File Comparer is a free portable utility to compare all the files in two directories / directory trees / drives.
It can compare:
The differences are listed on screen and written to a more detailed tab delimited text file (that can be analysed further in Excel).
Network (UNC) paths are supported.
The utility is read only (i.e. makes no changes to files).
Comparing the differences between a failing Hard Disk (E:\) and a recent backup copy of the disk (T:\). The utility can scan all the files in the E drive (or a single folder / sub-set of folders) and compare to the equivalent set of files / folders on drive T.
This example is described in more detail below.
The utility is written against .NET 3.5. It supports the smaller client profile or the full framework.
When comparing only file sizes and/or last modified dates, the utility requires a tiny amount of memory to run.
When comparing file contents the utility requires about 550MB memory to run.
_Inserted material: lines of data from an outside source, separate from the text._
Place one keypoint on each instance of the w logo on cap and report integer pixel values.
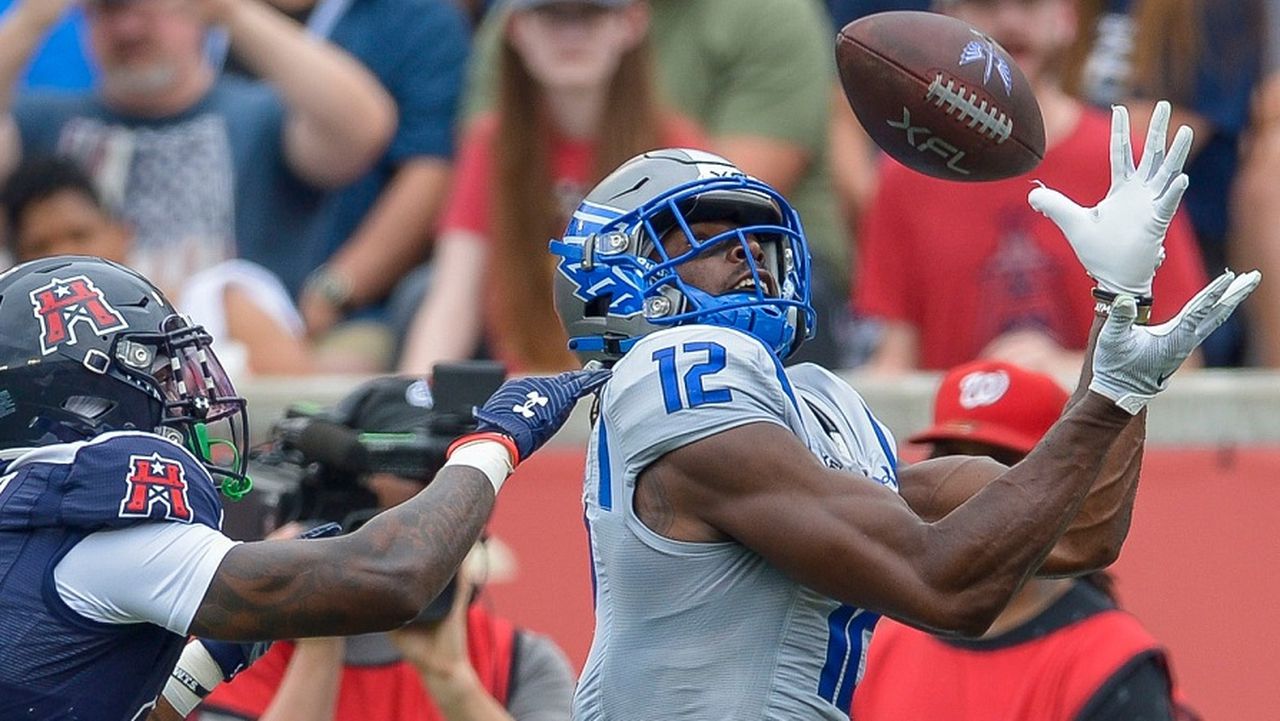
(982, 388)
(63, 304)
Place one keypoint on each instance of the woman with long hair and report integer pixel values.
(576, 99)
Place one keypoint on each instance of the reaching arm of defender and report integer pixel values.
(382, 575)
(374, 579)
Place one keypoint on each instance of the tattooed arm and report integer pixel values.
(380, 576)
(371, 580)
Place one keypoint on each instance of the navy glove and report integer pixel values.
(530, 410)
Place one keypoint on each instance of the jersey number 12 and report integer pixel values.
(694, 393)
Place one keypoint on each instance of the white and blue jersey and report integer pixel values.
(106, 550)
(700, 631)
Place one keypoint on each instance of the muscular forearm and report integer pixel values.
(1097, 532)
(339, 115)
(371, 580)
(986, 548)
(309, 690)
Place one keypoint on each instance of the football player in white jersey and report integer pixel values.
(110, 523)
(749, 523)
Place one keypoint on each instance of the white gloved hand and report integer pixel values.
(1133, 363)
(1121, 240)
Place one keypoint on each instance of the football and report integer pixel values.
(940, 96)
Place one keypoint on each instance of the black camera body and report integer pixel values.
(315, 461)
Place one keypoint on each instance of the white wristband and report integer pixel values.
(193, 678)
(489, 457)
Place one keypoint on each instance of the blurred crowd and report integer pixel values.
(364, 186)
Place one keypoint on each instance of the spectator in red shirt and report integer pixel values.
(951, 272)
(1061, 649)
(576, 99)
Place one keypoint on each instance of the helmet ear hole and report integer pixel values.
(90, 407)
(598, 306)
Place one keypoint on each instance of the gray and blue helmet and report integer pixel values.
(616, 282)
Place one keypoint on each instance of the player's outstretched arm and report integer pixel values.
(863, 544)
(860, 543)
(383, 575)
(1093, 539)
(1120, 243)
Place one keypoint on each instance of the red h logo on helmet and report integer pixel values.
(152, 480)
(63, 304)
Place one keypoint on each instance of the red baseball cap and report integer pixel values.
(995, 402)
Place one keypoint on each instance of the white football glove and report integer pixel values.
(1120, 241)
(1133, 363)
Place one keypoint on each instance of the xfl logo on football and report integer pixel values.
(64, 304)
(155, 480)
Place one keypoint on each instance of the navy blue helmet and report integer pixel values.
(90, 346)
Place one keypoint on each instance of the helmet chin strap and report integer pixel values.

This is used to allow the disks to read-ahead and keep the comparison process moving quickly.
Current version, v1.0 (30th Sept 2013), 51kb.
Please send any feedback to:
feedback at filecomparisonutility.cbailiss.me.uk
(please re-assemble the email address - I have written it like this on this page to reduce junk email).
The results file contains a line for each file that has been compared. The results file contains the columns described below. The example values are taken from a single line in the results file for an example run where drive E was being compared to drive T.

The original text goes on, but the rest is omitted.